Photographs of the script of the codex have been examined by several palaeographers. In the opinion of T. C. Skeat the codex be longs to the fifth century, "since the script in general looks rather noticeably later than that of the codex Sinaiticus, which itself must have been written circ. 340" (letter, dated 21 July 1961, to Hans P. Kraus, the well known rare book dealer of New York City, who was the owner of the manuscript at that time). According to C. H. Roberts, while "a date in the late fourth century could not be excluded," one slightly later is probably to be preferred, for "in some respects the hand is like that of the Freer Joshua in Washington (e.g. theta, omikron, and tau), but the latter has the short upsilon not found in this codex, the hand of which in general is less heavy, and certainly earlier. The Joshua is generally assigned to the sixth century" (letter, dated 10 August 1961, to H. P. Kraus). Among Coptic scholars who have examined photographs of the manuscript, Theodore C. Petersen and Elinor E. Husselman date it to the fourth century, while Julius Assfalg, though not eliminating the possibility of the end of the fourth century, prefers as more probable the beginning of the fifth century.

The problem of dating Coptic manuscripts arises from the paucity of dated (or indisputably datable) specimens surviving from the earlier centuries. There is also the methodological question how far it is legitimate to judge Coptic hands in terms of the development of Greek uncial script. According to the opinion of the late Walter Till, there has been a tendency among Greek palaeographers to judge Coptic manuscripts to be somewhat earlier than they really are. In Till's experience, however, Coptic manuscripts that exhibit the same palaeographic characteristics as Greek manuscripts appear to be of a slightly later date than the Greek ones. Especially is this true in the case of "sacred books," for which the Coptic scribe often had a tendency to imitate an earlier form of script.4 On the basis of these considerations, therefore, it appears that the Scheide codex should be assigned to about the fifth century.

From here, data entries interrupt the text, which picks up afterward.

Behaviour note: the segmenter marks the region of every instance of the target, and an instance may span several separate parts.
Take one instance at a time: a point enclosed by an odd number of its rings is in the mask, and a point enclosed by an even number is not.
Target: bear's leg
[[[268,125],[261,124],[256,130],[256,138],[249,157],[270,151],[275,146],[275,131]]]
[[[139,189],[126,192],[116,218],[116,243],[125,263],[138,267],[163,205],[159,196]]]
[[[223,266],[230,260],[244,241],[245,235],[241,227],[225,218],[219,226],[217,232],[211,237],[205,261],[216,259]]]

The text of the Gospel is divided into 170 sections; these remind one of the 170 sections in codex Vaticanus, without however corresponding to those divisions. The beginning of the several sections is designated by a paragraph mark (coronis5), drawn in different forms with red ink. Most are quite simple pen flourishes; others are more elaborate. There are nine instances of the Christus-monogram, and six instances of the Egyptian crux ansata ("cross with handle"), an adaptation of the ancient Egyptian ankh hieroglyph. The artistic motif of the crux ansata came into Christian use late in the fourth century and is seen frequently thereafter in Coptic textiles and stone sculpture.

At the close of the text of the Gospel (p. 455) stands a colophon, with rows of leaf-ornament in red and black running across the page. Between the rows is the title of the work, "The Gospel Ac cording to Matthew. In Peace," followed by the numeral 1518.7 In this connection, C. H. Roberts remarks:

"This numeral certainly gives the total of 'standard lines' for the whole Gospel. A standard line was commonly estimated at 16 (occasionally at 15 or 18) syllables, and represented the basis on which the scribe was paid for his work. The Chester Beatty codex of the four Gospels and Acts consists of approximately 8580 lines, so that a standard length of this figure for one Gospel is not surprising" (letter, dated 10 August 1961, to H. P. Kraus).